A veined marble is hung from the wall with a frame of spalted maple. Along the frame, blood spatter has soaked in, staining the work. The blood spray is etched onto the marble surface using industrial chemical products used to clean up crime scenes. Famous for its use in the Parthenon and works commissioned by the Medici family, this marble is ubiquitous in the architectural presentation of power and dominance.
|
Chthonic Entities I
2025
Bronze, marble
14 x 13 x 10 in.
These chthonic sculptures are grown from reishi mushrooms and cast in bronze. They exist in a dance between ephemerality and permanence, an interplay between the biological and inanimate. The resulting structures become symbols of immortality, urging viewers to ponder questions of change that manifest on both a biological and political level.
|
Forty Weeks
2025
bisqued ceramic, synthetic bone
32 x 32 x 40 in.
Here the pregnant body of the artist sits in anticipation on top of a pedestal of synthetic bone. The museological motif to hold a body for display invokes the institutional body as well as the human. The sculpture depicts a figure in a lingering state of anticipation.

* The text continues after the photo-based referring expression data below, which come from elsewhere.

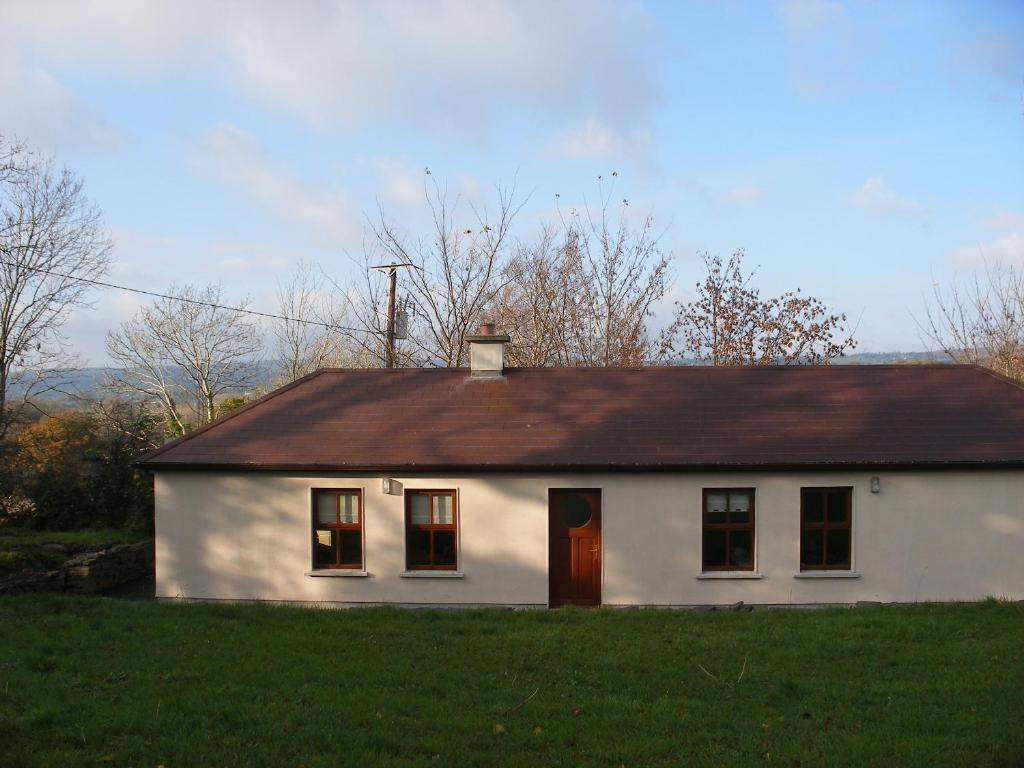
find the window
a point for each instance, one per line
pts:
(728, 529)
(825, 517)
(431, 530)
(338, 528)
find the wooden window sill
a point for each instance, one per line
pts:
(826, 574)
(710, 574)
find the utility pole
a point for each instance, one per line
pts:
(392, 284)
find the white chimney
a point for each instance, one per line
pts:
(486, 352)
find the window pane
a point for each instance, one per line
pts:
(325, 549)
(327, 510)
(350, 508)
(419, 548)
(810, 547)
(444, 548)
(839, 547)
(714, 549)
(351, 547)
(740, 548)
(837, 506)
(739, 507)
(814, 510)
(716, 508)
(442, 510)
(419, 509)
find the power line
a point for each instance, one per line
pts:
(103, 284)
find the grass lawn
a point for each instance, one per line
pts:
(91, 681)
(24, 548)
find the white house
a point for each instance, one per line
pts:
(602, 486)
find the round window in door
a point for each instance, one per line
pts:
(576, 511)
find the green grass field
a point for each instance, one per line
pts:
(91, 681)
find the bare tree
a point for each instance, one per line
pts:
(458, 269)
(981, 323)
(303, 342)
(183, 353)
(582, 293)
(51, 243)
(728, 323)
(538, 304)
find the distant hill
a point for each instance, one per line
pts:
(89, 380)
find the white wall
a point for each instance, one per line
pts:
(927, 536)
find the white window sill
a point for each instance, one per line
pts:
(826, 574)
(710, 574)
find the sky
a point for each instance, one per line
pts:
(859, 151)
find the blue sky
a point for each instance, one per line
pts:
(857, 150)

A body in transition as it creates a new body in an extreme state of precariousness. The ceramic is bisqued but not vitrified presenting a porous and fragile form.
|
Strigil Oil
2025
olive oil, sweat, glass, marble, synthetic bone
6 x 6 x 40 in.
The vessel is a pheromonic time capsule of giving birth. Olive oil infused with the artist’s sweat collected from her body after a 73 hour duration of being in labor. The sweat is oil soluble with extremely high amounts of oxytocin and pheromones that are absorbed into the olive oil. The work is presented for the viewer to dab on their own skin like perfume. The porosity of skin allows the transfer and absorption of the suspended pheromones leading to many reported vivid dreams of pregnancy and giving birth.